Part of the reason that social media platforms are not committing to sustained reforms goes to their business models, which are centered around monetization of users. Our content, interests, and existence on these platforms and reliance on their tools create a monopoly over how these companies can be run with little to no consequences for irresponsible behavior. Additionally, large companies that are able to buy out competition and monopolize various verticals of digital services leave little room for viable alternatives. The paltry amount of resources that they allocate to ensuring user safety, in comparison to the billions that they earn in revenue, is indicative of their priorities. 

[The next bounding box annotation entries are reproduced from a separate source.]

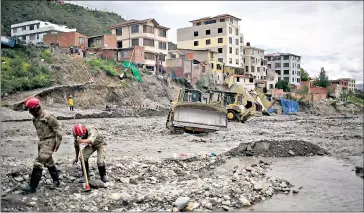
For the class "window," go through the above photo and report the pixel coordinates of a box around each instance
[144,52,155,60]
[131,25,139,33]
[204,20,216,25]
[131,38,139,47]
[250,66,255,72]
[115,28,123,35]
[158,42,167,50]
[159,29,167,38]
[143,38,154,47]
[78,37,85,44]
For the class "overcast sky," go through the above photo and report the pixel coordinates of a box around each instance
[74,1,363,84]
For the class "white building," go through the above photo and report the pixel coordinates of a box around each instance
[243,42,267,80]
[11,20,76,43]
[177,14,244,69]
[264,53,301,85]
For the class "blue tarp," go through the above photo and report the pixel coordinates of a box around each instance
[281,98,298,115]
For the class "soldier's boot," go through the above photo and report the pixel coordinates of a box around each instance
[23,167,43,194]
[48,166,61,188]
[79,161,90,183]
[99,165,109,183]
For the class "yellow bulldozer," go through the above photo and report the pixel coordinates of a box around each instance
[166,88,227,133]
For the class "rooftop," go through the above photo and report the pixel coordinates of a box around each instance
[190,14,241,22]
[264,52,302,57]
[109,18,169,30]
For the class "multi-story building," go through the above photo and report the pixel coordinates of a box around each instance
[264,53,301,85]
[11,20,76,43]
[331,78,356,92]
[243,42,267,80]
[177,14,244,68]
[109,19,169,73]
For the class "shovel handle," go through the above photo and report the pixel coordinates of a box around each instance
[78,144,90,189]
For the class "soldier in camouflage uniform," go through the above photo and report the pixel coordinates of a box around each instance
[23,97,62,194]
[73,124,109,183]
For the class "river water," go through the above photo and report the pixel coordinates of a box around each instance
[218,156,363,212]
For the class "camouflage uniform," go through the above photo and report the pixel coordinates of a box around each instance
[24,111,62,193]
[73,127,107,182]
[33,112,62,169]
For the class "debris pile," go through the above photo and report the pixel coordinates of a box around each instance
[1,156,298,212]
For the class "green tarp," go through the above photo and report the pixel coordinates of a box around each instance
[123,61,142,82]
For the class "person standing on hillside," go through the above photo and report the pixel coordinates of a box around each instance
[68,95,74,111]
[23,97,62,194]
[72,124,109,183]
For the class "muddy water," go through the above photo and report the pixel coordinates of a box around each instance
[220,157,363,212]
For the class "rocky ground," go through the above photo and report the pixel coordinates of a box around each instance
[1,108,363,211]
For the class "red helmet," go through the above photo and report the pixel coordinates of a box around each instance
[73,124,87,137]
[24,97,40,109]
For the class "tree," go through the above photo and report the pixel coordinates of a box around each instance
[301,68,309,81]
[276,80,291,92]
[315,67,330,88]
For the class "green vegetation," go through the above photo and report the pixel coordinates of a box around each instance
[301,68,310,81]
[315,67,330,88]
[1,0,124,36]
[1,46,52,94]
[276,80,291,92]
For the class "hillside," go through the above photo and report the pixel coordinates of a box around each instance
[1,0,124,36]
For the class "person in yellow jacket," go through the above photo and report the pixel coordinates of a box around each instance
[68,95,74,111]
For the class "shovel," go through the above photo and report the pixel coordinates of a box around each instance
[78,144,91,192]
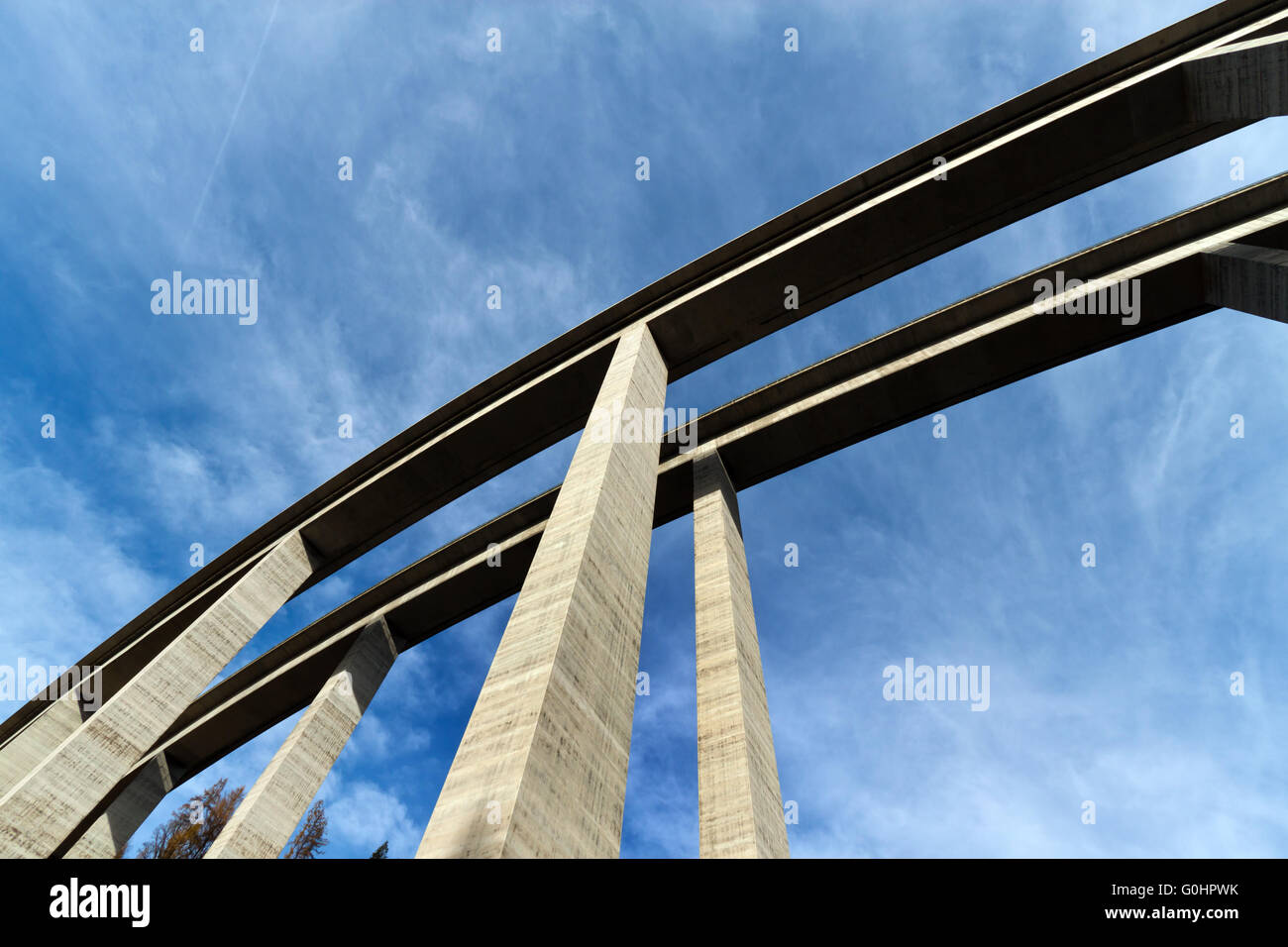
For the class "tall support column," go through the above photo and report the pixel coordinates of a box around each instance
[693,451,787,858]
[206,618,398,858]
[416,326,666,858]
[0,533,313,858]
[63,753,174,858]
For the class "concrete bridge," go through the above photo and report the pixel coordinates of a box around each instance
[0,0,1288,857]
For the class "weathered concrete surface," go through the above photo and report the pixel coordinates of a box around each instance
[0,0,1288,763]
[1203,241,1288,322]
[416,327,666,858]
[63,753,174,858]
[693,451,787,858]
[0,533,312,858]
[206,618,398,858]
[0,690,85,798]
[80,175,1288,824]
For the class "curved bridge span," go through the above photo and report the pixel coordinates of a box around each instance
[0,0,1288,857]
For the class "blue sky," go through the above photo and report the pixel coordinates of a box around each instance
[0,0,1288,857]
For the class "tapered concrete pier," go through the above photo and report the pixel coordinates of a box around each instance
[0,533,313,858]
[63,753,175,858]
[206,618,398,858]
[693,453,787,858]
[416,326,666,858]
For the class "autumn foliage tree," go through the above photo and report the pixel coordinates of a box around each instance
[138,780,246,858]
[138,780,327,858]
[282,798,327,858]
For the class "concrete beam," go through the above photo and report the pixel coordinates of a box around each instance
[416,326,666,858]
[693,451,789,858]
[0,533,313,858]
[82,175,1288,814]
[0,0,1288,763]
[0,689,85,798]
[206,618,398,858]
[1203,243,1288,322]
[63,753,175,858]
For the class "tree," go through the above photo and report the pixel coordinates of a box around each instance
[138,780,246,858]
[138,780,327,858]
[282,798,329,858]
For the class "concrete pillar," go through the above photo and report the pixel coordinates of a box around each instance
[206,618,398,858]
[0,533,313,858]
[0,688,84,797]
[416,326,666,858]
[693,453,787,858]
[63,753,174,858]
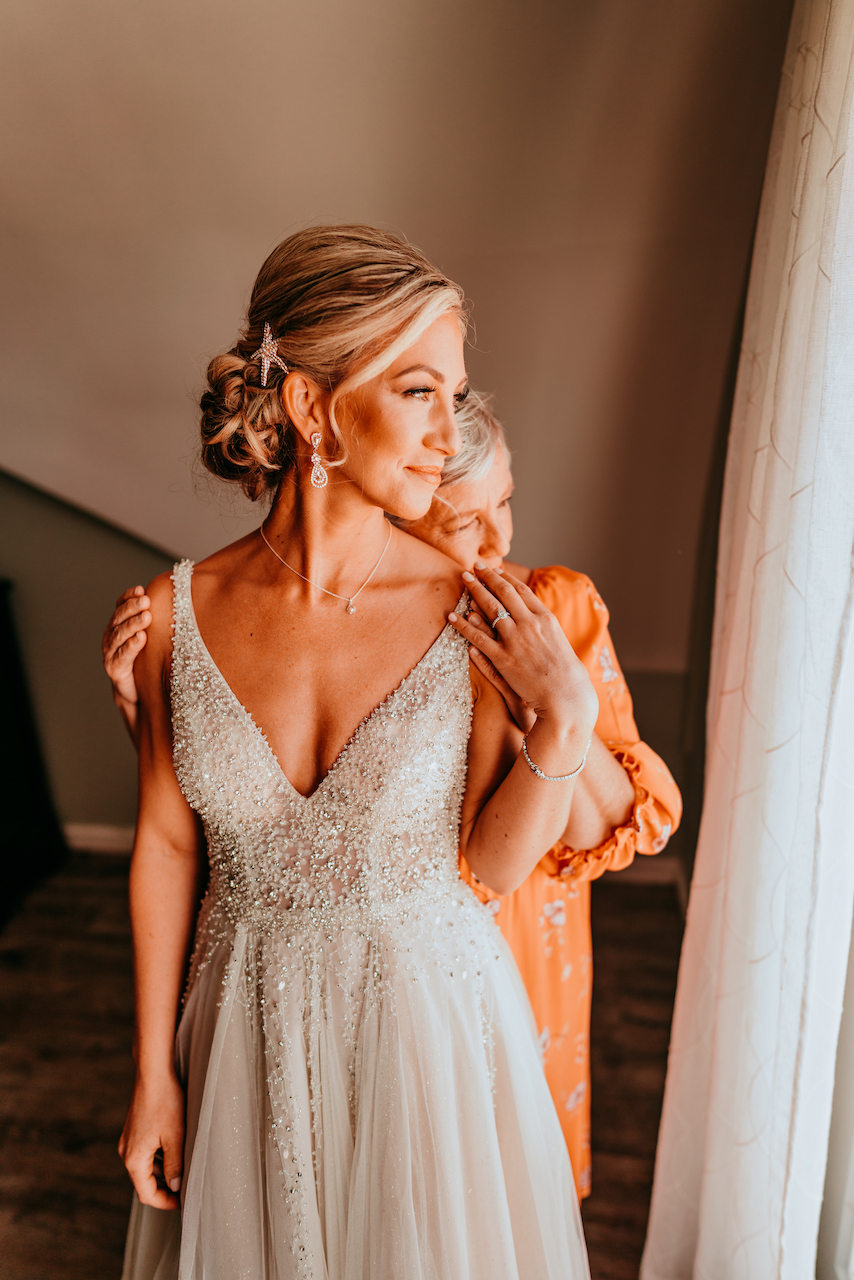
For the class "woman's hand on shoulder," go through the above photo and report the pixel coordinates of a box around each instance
[451,567,599,742]
[101,586,151,707]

As with most industries, technology-based companies will eventually come under regulatory regimes and public scrutiny. Unfortunately, recent measures in India with heavy-handed regulation, such as the 2021 Information Technology (Intermediary Guidelines and Digital Media Ethics Code) Rules, do little to inspire faith in real accountability. The government is failing to stop and, in some cases, is actively engaging in perpetrating abuse of technology with the help of companies. To make matters worse, when civil society members or platforms stand up to the ruling party, it results in a severe backlash: for example, when Twitter refused to comply with the directions of the government to take down accounts of dissidents and critical media outlets. Comedians, journalists, academics, and student activists have often faced the full brunt of the government machinery for even minor expressions of dissent online, leading to an atmosphere of fear and self-censorship. 

As the recent success of the farmers’ protests in India show, sustained movements are the only hope.

We are just beginning to uncover the impact that technology and social media platforms have on democracy and democratic institutions. While whistleblower disclosures can be helpful, it may well be years, if not decades, before we can fully grasp the extent of the consequences for diverse and polarized societies like India. While governments and the private sector may reform the way they function eventually, if it suits their agenda or if they are forced to, ultimately the source of change must come from elsewhere. As the recent success of the farmers’ protests in India — resulting in the repeal of laws that posed serious challenges to their livelihood — show, sustained movements are the only hope. 

Despite coordinated and concerted social media smear campaigns riddled with hate, vilification, and disinformation, the farmers community sustained pressure on the state. And while the challenges posed by technology and social media might be new, they intersect with similar questions of human rights, public accountability, and principles of democracy. In India’s rich history of civic movements, the responsibility and power to hold the government and the private sector accountable for upholding democracy or protecting our institutions has always been vested in the people. 

Hedging all our bets on democratic institutions like the electoral bodies and the judiciary to come to our rescue may come at a significant cost, and its impact will be felt by people with their lives and livelihoods. Instead, we must move toward a future where people are cognizant of their rights and emboldened to exercise them, democratic movements are bolstered and interconnected across borders, and the collective strength of people is realized.